In a recent press conference held in Beijing on November 8, 2024, Lan Fo’an, China’s Finance Minister, expressed that the nation has substantial room to adapt its fiscal policy in response to both domestic and international uncertainties.
Responding to queries at China’s annual parliamentary conference, known as the “Two Sessions,” Lan Fo’an shed light on the nation’s proactive fiscal strategy for the year. This conference occurs in a climate of increasing trade tension, with the United States having recently raised tariffs on Chinese goods twice in approximately a month. In response, China has imposed targeted taxes and restrictions on American firms.
China revealed on Wednesday that it plans to raise its on-budget deficit to 4% of its GDP, a figure not seen since at least 2010. Furthermore, the government aims to issue special treasury bonds worth 1.3 trillion yuan ($178.9 billion) in 2025. This marks an increase of 300 billion yuan from the previous year, primarily aimed at supporting the consumer trade-in program.
Additionally, China intends to issue 4.4 trillion yuan of local government special-purpose bonds this year, an increase of 500 billion yuan from last year. This move is designed to alleviate the financial burdens of local authorities.
Increasing consumer spending is at the forefront of China’s priorities for the upcoming year, as outlined in a government work report shared on Wednesday. Zheng Shanjie, the head of the National Development and Reform Commission, stated that a comprehensive plan to stimulate consumption is in the works and will be released shortly.
China also announced its aim to achieve a GDP growth rate of approximately 5% this year, while simultaneously decreasing its inflation target to 2% – the lowest it’s been in roughly two decades.
Aaron Costello, the Head of Asia at Cambridge Associates, acknowledges that while China’s plans to stimulate growth align with expectations, the country faces challenges in the form of low business and consumer sentiment.

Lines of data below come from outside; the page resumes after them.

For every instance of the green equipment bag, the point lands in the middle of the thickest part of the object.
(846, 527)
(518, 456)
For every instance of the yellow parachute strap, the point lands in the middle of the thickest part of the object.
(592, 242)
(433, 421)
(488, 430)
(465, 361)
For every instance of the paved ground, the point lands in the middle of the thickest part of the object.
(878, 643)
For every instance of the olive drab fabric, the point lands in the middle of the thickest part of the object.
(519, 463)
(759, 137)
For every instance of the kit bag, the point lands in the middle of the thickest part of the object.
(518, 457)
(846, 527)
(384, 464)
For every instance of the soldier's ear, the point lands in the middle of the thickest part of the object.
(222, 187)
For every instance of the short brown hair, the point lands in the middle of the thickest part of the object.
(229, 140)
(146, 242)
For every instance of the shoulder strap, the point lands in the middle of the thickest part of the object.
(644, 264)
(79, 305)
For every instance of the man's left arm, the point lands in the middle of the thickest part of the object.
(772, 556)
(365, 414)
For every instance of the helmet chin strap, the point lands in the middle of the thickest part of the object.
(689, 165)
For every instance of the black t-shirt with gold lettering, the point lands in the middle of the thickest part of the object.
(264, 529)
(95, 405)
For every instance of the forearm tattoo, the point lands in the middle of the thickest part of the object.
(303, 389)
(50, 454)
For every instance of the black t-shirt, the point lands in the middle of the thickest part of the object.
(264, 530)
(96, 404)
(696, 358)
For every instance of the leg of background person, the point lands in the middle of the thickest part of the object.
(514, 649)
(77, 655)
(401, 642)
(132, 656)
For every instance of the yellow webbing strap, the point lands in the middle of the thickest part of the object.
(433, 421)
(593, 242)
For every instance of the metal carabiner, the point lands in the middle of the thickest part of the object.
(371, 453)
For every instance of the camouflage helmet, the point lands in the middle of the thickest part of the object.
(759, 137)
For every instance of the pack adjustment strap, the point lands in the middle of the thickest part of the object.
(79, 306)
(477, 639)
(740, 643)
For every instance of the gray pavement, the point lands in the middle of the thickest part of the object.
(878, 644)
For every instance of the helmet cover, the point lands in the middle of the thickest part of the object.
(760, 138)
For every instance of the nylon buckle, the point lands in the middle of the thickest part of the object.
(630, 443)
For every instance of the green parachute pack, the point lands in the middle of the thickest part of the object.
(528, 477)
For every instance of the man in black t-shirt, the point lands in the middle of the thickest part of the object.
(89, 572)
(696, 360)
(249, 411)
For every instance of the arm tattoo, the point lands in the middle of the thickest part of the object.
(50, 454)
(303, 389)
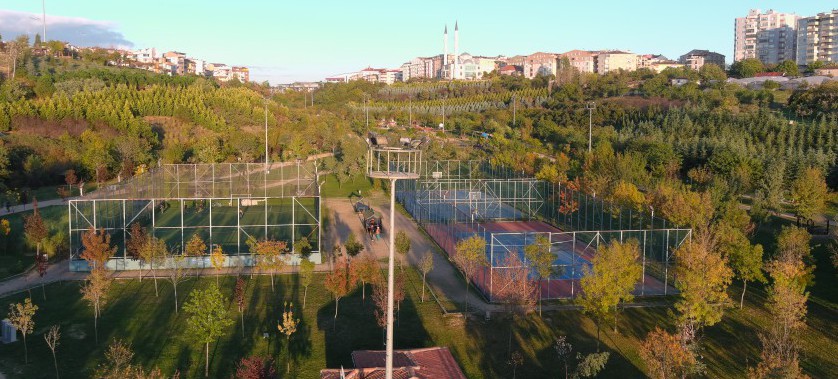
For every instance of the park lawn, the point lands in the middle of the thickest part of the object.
(357, 184)
(481, 347)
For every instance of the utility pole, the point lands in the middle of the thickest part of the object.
(590, 107)
(443, 114)
(514, 110)
(44, 18)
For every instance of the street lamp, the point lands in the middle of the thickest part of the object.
(590, 107)
(267, 167)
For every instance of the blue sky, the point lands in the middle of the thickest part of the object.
(287, 40)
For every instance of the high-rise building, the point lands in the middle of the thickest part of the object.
(697, 58)
(817, 38)
(770, 37)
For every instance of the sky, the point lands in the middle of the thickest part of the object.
(287, 40)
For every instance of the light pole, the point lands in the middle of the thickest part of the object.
(44, 14)
(267, 167)
(590, 107)
(385, 162)
(514, 110)
(366, 111)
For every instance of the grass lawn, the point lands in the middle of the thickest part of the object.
(481, 347)
(355, 184)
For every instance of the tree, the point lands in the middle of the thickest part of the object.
(515, 359)
(788, 68)
(747, 68)
(288, 326)
(97, 248)
(118, 365)
(51, 339)
(95, 292)
(239, 296)
(710, 72)
(703, 277)
(540, 258)
(787, 303)
(563, 350)
(667, 355)
(177, 272)
(341, 282)
(270, 257)
(195, 247)
(809, 193)
(591, 364)
(217, 258)
(255, 368)
(5, 230)
(615, 273)
(207, 317)
(368, 272)
(352, 246)
(22, 317)
(426, 266)
(469, 257)
(34, 228)
(306, 277)
(153, 253)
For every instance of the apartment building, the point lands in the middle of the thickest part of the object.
(606, 61)
(770, 37)
(697, 58)
(817, 38)
(540, 64)
(581, 60)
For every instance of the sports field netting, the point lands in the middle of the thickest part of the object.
(224, 204)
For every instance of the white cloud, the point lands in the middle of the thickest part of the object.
(75, 30)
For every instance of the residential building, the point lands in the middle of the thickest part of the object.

Encouraging signs, such as Chinese President Xi Jinping’s recent meeting with tech entrepreneurs, signal a push for private business growth.
Trade tensions continue to rise, with officials highlighting that achieving the 5% GDP growth target will be a challenging task. China’s economy grew by 5% last year, bolstered by robust exports that counterbalanced weak consumption and a struggling domestic real estate sector.
When questioned about U.S. trade tensions, Minister of Commerce Wang Wentao called for discussions between the two nations, while reinforcing Beijing’s strong stance on the matter. Meanwhile, the U.S. has imposed restrictions on several major Chinese tech companies, limiting their access to advanced semiconductors essential for training artificial intelligence models.
Undeterred by these challenges, Zheng emphasized that pressure and restrictions will only drive China to innovate independently, particularly in areas such as integrated circuits and robotic development. China’s central bank chief, Pan Gongsheng, added that while foreign investors are welcome, the nation opposes the establishment of unjust investment barriers.